Но если в отношении температуры её предавал градусник, то периодически кружащаяся голова скрывалась очень легко: со временем Дуся приспособилась в такие моменты рисовать на лице лёгкую улыбку прислоняться к ближайшему косяку с якобы задумчивым видом.
– Тебе накладывать?
– Нет, мам, я сама.
Мать недовольно пожала плечами и молча села за стол. Надолго воцарилась тишина, которую нарушило только негромкое постукивание приборов по тарелке.
– Мам…
Женщина подняла глаза. Она была погружена в свои мысли и в другое время, наверно, даже не подняла бы глаз, но звук голоса дочери заставил её вздрогнуть. Голос был тонкий и как будто надорванный. Виктория посмотрела на дочь и словно впервые за долгое время увидела её. Увидела, как она сидит, подняв плечи и подложив под себя ладони, и смотрит в пустую тарелку. Заметила, что она похудела. А может, повзрослела? Потому что щёки утратили по-детски жизнерадостную окружность, а скулы заострились. Виктория вообще мало интересовалась проблемами дочери, считая, что важнее достойно воспитать её, вложить то, что считала нужным.
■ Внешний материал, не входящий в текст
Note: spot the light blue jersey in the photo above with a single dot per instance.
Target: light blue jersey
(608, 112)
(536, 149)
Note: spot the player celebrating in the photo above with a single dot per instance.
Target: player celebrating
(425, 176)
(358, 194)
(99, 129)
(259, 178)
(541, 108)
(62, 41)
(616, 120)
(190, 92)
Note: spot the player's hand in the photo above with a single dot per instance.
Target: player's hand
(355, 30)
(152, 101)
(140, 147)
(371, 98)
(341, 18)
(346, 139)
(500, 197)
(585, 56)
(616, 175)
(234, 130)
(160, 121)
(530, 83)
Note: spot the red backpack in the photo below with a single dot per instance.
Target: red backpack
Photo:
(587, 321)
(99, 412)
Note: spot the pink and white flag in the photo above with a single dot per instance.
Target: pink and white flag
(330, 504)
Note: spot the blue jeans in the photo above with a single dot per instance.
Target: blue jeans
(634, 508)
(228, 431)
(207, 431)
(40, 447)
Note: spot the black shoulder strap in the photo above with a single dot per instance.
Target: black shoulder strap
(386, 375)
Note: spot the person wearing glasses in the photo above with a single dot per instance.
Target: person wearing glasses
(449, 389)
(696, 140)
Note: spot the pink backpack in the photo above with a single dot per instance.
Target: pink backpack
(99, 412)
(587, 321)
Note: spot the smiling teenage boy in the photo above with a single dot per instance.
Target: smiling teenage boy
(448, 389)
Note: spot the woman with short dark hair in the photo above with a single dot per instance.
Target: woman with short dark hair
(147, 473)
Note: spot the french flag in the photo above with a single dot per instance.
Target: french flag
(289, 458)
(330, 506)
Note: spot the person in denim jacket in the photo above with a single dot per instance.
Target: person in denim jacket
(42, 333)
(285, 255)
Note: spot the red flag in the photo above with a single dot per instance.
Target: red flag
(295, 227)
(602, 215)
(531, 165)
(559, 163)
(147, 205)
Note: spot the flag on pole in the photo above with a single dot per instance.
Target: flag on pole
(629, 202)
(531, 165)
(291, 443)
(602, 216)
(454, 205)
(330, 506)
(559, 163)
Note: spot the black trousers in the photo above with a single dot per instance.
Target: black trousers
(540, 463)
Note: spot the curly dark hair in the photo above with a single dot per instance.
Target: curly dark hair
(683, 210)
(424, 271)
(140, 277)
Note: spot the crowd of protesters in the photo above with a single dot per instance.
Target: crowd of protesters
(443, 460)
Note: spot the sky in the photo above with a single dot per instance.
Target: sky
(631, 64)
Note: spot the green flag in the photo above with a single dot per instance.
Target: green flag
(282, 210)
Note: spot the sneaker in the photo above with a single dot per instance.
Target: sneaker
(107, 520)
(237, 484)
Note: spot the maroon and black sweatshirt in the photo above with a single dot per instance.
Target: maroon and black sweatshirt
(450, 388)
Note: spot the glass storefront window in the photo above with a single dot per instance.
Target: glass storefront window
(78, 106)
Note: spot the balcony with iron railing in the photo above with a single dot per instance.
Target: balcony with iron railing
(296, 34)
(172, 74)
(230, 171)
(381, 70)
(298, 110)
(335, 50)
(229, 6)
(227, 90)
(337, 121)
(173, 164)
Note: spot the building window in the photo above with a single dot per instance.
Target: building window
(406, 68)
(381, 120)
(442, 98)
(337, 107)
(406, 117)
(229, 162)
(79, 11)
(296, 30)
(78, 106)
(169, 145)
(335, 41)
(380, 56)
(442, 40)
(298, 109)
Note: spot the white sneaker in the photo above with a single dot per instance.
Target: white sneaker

– Ты с папой давно разговаривала?
– Довольно давно, а что?
– Я соскучилась по нему, – тихо сказала она.
Виктория знала, что дочь была обижена на отца и принципиально не звонила ему первая с тех пор, как тот ушёл. Хотя она сама поддерживала нормальные отношения с теперь уже бывшим мужем. Делали это они ради дочери.
– Так позвони ему.
– Не хочу! – Теперь голос прозвучал знакомо резко.
Увлечённая новым для неё занятием, Виктория продолжала рассматривать дочь и вдруг стала замечать в ней знакомые – свои собственные – черты: властная складка между нахмуренными бровями, наклон головы – чуть в сторону. Впервые в жизни она ощутила, что они похожи, две одинокие женщины.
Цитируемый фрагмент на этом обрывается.